The inconvenient fact about nonbinary identity is that, like any other gender identity, it is ultimately a social construction. Valid or not, what we think we “are” on some essential, intrinsic level is just as amorphous and contingent as other gender experiences.
What I mean by this is that it’s not actually a bad thing to be self-reflective (or self-reflexive) when it comes to gender. Nothing “happens” once you “discover” some truth about who you are, if such a discovery is even possible. We’re no more or less valid than anyone else.
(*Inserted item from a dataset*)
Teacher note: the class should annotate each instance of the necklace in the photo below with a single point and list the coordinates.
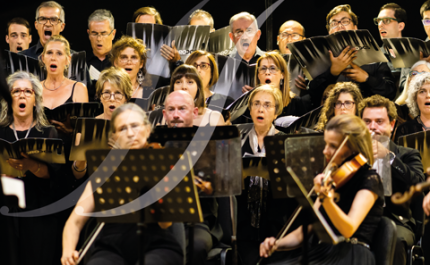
(422, 124)
(54, 88)
(16, 135)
I think as nonbinary people we’re used to being constantly questioned and interrogated on our experiences, so it’s perfectly understandable that anything that feels like a challenge would be met with pushback. Still, there’s some utility in being critical about our identities.
It is a sort of basic truism of cissexism that there “is” some intrinsic, real, legitimate gender at the core of every person’s experience; what feminism does (and what transexuality does) is disrupt that notion of metaphysical essentialism.
My point is that you cannot (responsibly) reject the notion of fixed, essential binary gender identity on the one hand, and affirm the notion of a stable, intrinsic nonbinary gender identity on the other. Both identity projects work to naturalize a socially imposed class system.
The goal is not to make more genders — an identity for every difference. The goal is to end gender-based oppression.